I have spent hours trying to get easyBCD to work already, changing the GRUB mode from GRUB2 to GRUB legacy, etc. I need some new methods.

sippyCUP
August 16th, 2012, 06:12 PM
So, if you boot with the ubuntu cd in live mode and try something like:

sudo mount /dev/sda5 /mnt
sudo grub-install --root-directory=/mnt /dev/sda

After that restart and make sure in BIOS that the ssd is first in the boot order.

Checking out the update-grub man file, this appears to pull grub from / to MBR... or the other way around, the language isn't that clear.

My last Ubuntu install I already attempted to install to /dev/sda, my boot drive. I don't think GRUB bootloader is installed at /dev/sda5, my / partition, but I'll try it anyway.

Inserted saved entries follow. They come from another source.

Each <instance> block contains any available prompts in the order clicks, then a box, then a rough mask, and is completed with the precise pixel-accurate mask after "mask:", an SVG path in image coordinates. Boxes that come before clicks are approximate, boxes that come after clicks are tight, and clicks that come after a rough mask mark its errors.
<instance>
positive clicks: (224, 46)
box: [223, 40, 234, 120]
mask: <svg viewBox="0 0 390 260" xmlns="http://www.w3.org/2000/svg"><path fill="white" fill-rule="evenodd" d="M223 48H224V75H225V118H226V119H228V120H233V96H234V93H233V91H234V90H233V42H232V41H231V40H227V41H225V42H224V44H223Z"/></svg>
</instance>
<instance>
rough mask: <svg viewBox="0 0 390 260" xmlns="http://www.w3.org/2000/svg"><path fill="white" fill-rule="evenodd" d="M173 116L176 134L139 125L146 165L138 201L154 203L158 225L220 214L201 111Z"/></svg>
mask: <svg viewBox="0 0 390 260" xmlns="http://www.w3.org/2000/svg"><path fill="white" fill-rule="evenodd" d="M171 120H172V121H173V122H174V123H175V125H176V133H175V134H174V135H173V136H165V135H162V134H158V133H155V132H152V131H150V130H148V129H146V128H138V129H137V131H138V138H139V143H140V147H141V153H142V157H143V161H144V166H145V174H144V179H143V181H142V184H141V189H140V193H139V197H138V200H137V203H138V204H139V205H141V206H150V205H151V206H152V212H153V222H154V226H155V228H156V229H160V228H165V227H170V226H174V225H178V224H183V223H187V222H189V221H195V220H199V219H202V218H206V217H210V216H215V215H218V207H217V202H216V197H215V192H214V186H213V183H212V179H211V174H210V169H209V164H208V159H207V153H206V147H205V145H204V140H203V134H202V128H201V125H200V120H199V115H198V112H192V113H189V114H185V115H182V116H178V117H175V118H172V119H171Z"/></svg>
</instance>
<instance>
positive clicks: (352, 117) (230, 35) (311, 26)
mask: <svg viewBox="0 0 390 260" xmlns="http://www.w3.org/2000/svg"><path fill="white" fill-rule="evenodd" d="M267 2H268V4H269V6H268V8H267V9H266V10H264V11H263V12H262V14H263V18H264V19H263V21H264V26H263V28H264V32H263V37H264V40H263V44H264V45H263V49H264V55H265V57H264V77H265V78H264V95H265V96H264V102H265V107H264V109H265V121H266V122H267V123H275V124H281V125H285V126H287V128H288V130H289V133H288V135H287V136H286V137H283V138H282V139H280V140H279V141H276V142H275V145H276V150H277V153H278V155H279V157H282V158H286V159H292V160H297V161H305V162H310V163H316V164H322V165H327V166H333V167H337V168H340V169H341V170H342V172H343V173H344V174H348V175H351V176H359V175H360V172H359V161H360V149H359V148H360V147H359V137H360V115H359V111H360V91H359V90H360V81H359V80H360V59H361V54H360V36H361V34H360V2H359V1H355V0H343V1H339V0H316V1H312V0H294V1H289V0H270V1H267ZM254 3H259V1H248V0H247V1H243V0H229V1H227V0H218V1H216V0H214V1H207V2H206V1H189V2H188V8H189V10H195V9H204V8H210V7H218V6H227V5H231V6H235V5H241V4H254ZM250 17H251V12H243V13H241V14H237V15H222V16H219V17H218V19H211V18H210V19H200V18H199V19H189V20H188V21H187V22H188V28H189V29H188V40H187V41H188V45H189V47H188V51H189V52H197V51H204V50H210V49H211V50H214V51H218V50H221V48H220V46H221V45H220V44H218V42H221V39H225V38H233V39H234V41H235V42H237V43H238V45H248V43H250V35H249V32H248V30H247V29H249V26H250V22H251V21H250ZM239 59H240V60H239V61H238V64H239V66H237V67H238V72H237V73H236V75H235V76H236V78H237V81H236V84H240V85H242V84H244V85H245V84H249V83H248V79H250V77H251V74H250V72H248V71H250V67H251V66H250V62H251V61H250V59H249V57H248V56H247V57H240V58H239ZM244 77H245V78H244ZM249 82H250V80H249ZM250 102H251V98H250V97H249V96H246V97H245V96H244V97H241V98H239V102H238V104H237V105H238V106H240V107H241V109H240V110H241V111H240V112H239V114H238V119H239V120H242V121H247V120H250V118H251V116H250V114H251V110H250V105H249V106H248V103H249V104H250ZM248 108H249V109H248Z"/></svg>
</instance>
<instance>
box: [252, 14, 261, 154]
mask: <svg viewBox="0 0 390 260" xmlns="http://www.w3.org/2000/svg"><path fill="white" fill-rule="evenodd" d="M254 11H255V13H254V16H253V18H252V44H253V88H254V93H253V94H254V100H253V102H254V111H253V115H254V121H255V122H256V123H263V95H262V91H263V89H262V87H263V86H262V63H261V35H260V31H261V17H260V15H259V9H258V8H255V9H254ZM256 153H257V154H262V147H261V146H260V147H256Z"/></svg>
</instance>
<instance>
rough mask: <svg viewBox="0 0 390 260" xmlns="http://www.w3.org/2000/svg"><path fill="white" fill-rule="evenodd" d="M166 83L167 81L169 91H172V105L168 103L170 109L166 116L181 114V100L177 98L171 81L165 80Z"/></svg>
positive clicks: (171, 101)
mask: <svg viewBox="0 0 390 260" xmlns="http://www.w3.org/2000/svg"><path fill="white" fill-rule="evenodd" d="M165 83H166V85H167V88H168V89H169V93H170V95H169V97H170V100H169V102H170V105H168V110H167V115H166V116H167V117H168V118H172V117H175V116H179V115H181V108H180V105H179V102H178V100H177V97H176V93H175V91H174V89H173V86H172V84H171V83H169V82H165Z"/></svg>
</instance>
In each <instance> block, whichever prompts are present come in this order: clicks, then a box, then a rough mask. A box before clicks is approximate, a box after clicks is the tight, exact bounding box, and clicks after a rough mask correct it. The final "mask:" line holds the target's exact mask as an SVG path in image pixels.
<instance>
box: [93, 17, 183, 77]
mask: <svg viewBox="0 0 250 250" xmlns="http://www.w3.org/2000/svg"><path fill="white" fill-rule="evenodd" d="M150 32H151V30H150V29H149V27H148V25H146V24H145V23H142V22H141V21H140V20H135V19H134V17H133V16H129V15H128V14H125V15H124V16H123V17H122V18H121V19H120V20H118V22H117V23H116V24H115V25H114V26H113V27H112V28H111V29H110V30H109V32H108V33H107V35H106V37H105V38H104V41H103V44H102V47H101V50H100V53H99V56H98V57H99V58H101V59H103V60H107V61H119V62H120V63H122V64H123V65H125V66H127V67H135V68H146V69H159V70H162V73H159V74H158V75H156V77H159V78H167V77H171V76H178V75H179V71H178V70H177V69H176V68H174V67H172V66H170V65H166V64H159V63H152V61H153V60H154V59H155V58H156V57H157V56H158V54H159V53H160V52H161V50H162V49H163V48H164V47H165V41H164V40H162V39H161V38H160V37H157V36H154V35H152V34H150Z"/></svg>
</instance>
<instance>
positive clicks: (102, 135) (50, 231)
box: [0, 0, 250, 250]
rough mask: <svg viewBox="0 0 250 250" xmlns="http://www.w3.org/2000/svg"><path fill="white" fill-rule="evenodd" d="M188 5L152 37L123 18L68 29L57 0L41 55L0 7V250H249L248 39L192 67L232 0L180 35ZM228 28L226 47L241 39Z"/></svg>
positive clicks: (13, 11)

I haven't broken anything yet.

sippyCUP
August 16th, 2012, 06:48 PM
Yup, it worked! So I've run grub-install followed by update-grub several times... what is it about those arguments that allowed it to actually work this time around?

I perused the info/man pages but it isn't clear to me what it's doing.

drs305
August 16th, 2012, 06:59 PM
One thing to watch out for is a failure of Grub in the future. If it happens again, it could be because your BIOS can only read the first 137GB of your drive. Since your Ubuntu partition spans this area, if the GRUB files are located before 137GB it may work, but fail if the files end up moving beyond that point.

If it fails, at the GRUB menu run "ls (hd0,5)/boot" and see if it finds the boot files. Repeat with "ls (hd0,5)/" and "ls (hd0,5)/boot/grub". If GRUB doesn't see the files during the boot process the BIOS is probably the cause. You can either update the BIOS, enable large drives is this is a BIOS option, or create a separate /boot partition within the first 130 GB or so.

I don't know if that was your issue, but it's a possibility.

darkod
August 16th, 2012, 07:10 PM
It doesn't "pull grub from / to the MBR".

The second command installs grub2 to the destination /dev/sda (the MBR), passing in between the argument --root-directory which specifies where is your root partition. But since you can't pass /dev/sda5 as argument you first need to mount it at any temporary mount point like /mnt. The first command did that for you.

Not sure what didn't work before, but you can always install grub2 to the MBR with those commands. Unless the 137GB limitation hits you (which depends on your BIOS too) like drs305 mentioned, it should always work.

sippyCUP
August 16th, 2012, 07:57 PM
Ya this is a brand new box, SATA disks, 48-bit LBA support. Was thinking about locking the GRUB version just so nothing is auto-broken on updates, thoughts?

darkod
August 16th, 2012, 08:16 PM
Ya this is a brand new box, SATA disks, 48-bit LBA support. Was thinking about locking the GRUB version just so nothing is auto-broken on updates, thoughts?

I do all the automatic updates and it has never broken grub. Don't think it's needed if the BIOS doesn't suffer from the 137GB issue.